Explore end-to-end ASR solutions in proprietary areas

Abstract: This article starts with "Shallow-Fusion End-to-End Contextual Biasing" to explore end-to-end ASR solutions in proprietary areas.

This article is shared from HUAWEI CLOUD COMMUNITY "How to solve the The Road to End-to-End ASR in the Proprietary Field (1) ", original author: xiaoye0829.

For product-level automatic speech recognition (Automatic Speech Recognition, ASR), being able to adapt to the contextual bias of the proprietary domain is a very important function. For example, for ASR on a mobile phone, the system needs to be able to accurately recognize the name of the app, the name of the contact, etc. spoken by the user, instead of other words with the same pronunciation. To be more specific, for example, the word "Yao Ming" may be our well-known athlete "Yao Ming" in the sports field, but on the mobile phone, it may be a friend named "Yao Min" in our address book. How to solve this kind of deviation problem as the application field changes is the main problem to be explored in this series of articles.

For traditional ASR systems, they often have independent acoustic models (AM), pronunciation dictionaries (PM), and language models (LM). When a specific field needs to be offset, the language model LM can be used for specific contexts. The process of offset recognition. But for the end-to-end model, AM, PM, and LM are integrated into a neural network model. At this time, the context shift is very challenging for the end-to-end model. The main reasons are as follows:

The end-to-end model only uses text information when decoding.

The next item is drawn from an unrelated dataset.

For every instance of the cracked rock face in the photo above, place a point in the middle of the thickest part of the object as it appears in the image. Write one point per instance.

As a comparison, the LM in the traditional ASR system can use a large amount of text for training. Therefore, we found that end-to-end models are more prone to errors when recognizing rare, context-dependent words and phrases, such as noun phrases, than traditional models.
The end-to-end model takes into account the decoding efficiency, usually only a small number of candidate words (usually 4 to 10 words) are retained in each step of beam search decoding. Therefore, rare word phrases, such as context-dependent n-gram ( n-gram phrase), most likely not in the beam.

Previous work is mainly trying to integrate the independently trained context n-gram language model into the end-to-end model to solve the problem of context modeling. This approach is also known as Shallow fusion. However, their method handles proper nouns poorly. Proper nouns are usually cut off during beam search. Therefore, even if the language model is added for offset, it is too late, because this offset is usually The offset is performed after each word is generated, and beam search is in grapheme/wordpiece (for English, grapheme refers to 26 English letters + 1 space + 12 common punctuation. For Chinese, grapheme refers to 3755 Prediction on sub-word units such as first-level Chinese characters+3008 second-level Chinese characters+16 punctuation).

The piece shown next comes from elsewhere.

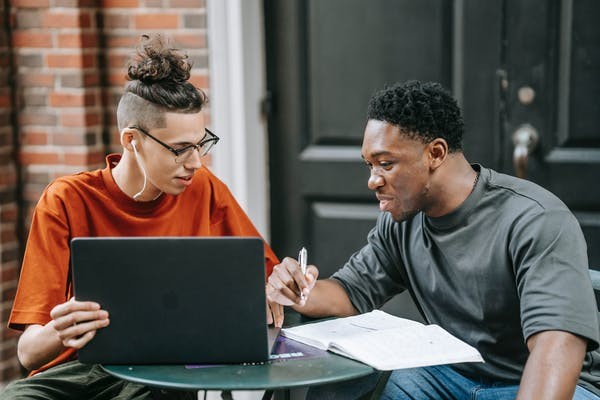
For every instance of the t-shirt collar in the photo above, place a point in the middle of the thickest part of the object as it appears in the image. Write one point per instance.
(460, 214)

In this blog post, we will introduce a piece of work trying to solve this problem: "Shallow-Fusion End-to-End Contextual Biasing", this work is a work published by Google on InterSpeech 2019. In this work, first of all, in order to avoid proper nouns being pruned without using the language model for offset, we explored offsetting on sub-word units. Second, we explore the use of contextual FST before beam pruning. Third, because contextual n-grams are usually used with a set of common prefixes ("call", "text"), we also explore the fusion of these prefixes in shallow fusion. Finally, to help model proper nouns, we explored a variety of techniques to utilize large-scale text data.

Here we first introduce Shallow fusion, given a string of speech sequence x=(x_1, …, x_K), the end-to-end model outputs a string of sub-word-level posterior probability distributions y=(y_1,…,y_L), That is P(y|x). Shallow fusion means to merge the end-to-end output score with an externally trained language LM score during beam search:
y^{*}=argmax logP(y|x)+\lambda P_C(y)y∗=argmaxlogP(y∣x)+λPC(y)

Among them, \lambdaλ is a parameter used to adjust the weight of the end-to-end model and the language model. In order to construct the contextual LM for the end-to-end model, we assume that we have known a series of word-level biased phrases and compiled them into n-gram WFST (weighted finite state transducer). This word-level WFST is then decomposed into an FST as a spelling converter. This FST can convert a string of graphemes/wordpieces into corresponding words.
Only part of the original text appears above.